Thursday, 24 March 2011

Business

Rearrangement

12:36 pm

Photo of Scott LudlamScott Ludlam (WA, Australian Greens) Share this | Hansard source

No, the recess is five weeks. People talking of seven weeks are including this week and budget week. But we do—numbers aside—agree with the government that there are a whole heap of processes that are held back behind the passage of this legislation, which, let us recall, is the enabling legislation around the NBN. This infrastructure project is being built in the absence of the kinds of provisions that these bills seek to introduce—and that means a company working in a legislative vacuum, trying to put together an arrangement with Telstra for taking on their assets and their traffic.

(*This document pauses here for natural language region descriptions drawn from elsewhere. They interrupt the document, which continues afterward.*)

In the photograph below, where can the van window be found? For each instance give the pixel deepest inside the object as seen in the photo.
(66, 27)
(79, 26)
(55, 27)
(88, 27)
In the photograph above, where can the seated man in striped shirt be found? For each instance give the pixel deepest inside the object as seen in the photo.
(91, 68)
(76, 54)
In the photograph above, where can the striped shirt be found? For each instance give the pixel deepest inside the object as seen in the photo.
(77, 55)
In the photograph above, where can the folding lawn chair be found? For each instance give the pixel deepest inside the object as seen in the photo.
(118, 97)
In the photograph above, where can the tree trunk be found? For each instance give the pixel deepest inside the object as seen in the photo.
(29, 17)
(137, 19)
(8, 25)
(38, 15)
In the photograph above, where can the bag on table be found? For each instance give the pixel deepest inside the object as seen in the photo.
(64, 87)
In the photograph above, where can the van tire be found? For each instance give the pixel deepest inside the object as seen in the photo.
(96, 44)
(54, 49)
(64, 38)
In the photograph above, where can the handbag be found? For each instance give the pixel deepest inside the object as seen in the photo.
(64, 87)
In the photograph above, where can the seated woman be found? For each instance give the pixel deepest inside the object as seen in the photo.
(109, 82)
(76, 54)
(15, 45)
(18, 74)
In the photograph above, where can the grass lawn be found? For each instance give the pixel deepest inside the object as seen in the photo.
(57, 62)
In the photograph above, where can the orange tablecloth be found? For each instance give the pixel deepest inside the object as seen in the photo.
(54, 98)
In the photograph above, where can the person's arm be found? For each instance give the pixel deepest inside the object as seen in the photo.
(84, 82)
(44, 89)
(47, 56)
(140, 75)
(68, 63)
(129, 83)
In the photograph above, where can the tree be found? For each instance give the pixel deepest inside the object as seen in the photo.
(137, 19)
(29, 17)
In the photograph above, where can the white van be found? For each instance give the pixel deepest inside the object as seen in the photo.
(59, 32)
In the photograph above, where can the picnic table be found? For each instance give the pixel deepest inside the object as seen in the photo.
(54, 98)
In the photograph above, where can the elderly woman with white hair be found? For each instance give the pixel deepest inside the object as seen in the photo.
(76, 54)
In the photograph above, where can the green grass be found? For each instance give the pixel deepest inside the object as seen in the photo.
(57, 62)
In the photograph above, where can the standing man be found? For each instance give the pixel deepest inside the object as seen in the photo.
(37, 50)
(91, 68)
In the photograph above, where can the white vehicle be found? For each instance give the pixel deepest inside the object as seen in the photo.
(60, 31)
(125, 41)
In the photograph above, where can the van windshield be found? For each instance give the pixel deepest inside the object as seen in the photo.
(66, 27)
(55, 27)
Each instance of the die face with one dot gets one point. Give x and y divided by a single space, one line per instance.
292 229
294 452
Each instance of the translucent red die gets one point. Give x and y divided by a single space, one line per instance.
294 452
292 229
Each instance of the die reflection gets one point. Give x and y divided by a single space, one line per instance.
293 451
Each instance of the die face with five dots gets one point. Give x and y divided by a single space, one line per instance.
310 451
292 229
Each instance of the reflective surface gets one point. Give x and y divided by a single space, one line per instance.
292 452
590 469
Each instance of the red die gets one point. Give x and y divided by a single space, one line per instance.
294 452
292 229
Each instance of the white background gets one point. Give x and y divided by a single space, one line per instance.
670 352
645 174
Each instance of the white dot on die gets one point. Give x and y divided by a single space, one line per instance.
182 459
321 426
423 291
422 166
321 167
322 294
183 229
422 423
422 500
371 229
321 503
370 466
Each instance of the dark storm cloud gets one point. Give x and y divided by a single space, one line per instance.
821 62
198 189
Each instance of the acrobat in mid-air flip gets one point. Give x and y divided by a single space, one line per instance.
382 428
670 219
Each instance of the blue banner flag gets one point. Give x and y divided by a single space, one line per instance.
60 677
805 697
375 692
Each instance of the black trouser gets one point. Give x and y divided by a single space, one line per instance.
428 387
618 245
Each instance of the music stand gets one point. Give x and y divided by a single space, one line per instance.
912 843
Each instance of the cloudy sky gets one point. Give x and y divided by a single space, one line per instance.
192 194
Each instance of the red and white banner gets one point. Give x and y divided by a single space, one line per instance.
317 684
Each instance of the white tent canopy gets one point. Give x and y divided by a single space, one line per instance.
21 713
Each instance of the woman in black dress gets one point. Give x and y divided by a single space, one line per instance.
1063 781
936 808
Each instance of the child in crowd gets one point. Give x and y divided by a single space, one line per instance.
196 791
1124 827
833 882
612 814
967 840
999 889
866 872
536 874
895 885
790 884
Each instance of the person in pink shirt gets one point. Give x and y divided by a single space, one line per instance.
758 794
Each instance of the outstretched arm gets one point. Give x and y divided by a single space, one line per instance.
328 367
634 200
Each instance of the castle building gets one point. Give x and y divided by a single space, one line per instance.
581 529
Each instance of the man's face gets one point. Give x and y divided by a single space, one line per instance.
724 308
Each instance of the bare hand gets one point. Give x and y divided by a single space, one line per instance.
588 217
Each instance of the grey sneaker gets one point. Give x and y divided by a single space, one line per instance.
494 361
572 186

The only thing I suppose that I should agree with Senator Abetz on in his comments a few moments ago is that these amendments are of substance. I am not going to stand here this morning and say that they are inconsequential and we should just wave them through. Senator Abetz and Senator Fifield before him spoke about how they would be here to provide scrutiny and analysis of these amendments. We will be here as well. I am not proposing legislation by exhaustion or by attrition; I think that is an extraordinarily poor way to pass bills. But we will be here for as long as this debate takes because I do agree that these amendments have substance.

I will put on the record at this stage, without going into too much detail because I gather we are going to have plenty of time to go into the detail, that some of the amendments have been put forward as a result of negotiations with a large number of participants in the industry and are things that the Senate committee called for and that the Australian Greens have been calling for. Let us remember that this has not just happened overnight. There was an exposure draft of this bill in the public domain for a long period of time. A number of very important issues were resolved out of that process of delivering an exposure draft and now we have the legislation that is before us. Serious concerns were raised about the bill inside and outside of the committee process and now we have a package of amendments that attempts to address many of those concerns.

I will acknowledge that new concerns have been raised as a result of the package of amendments we have in front of us now, but it looks as though we are going to have plenty of time to debate those in detail. So we will be supporting this hours motion and I look forward to not being here on the weekend.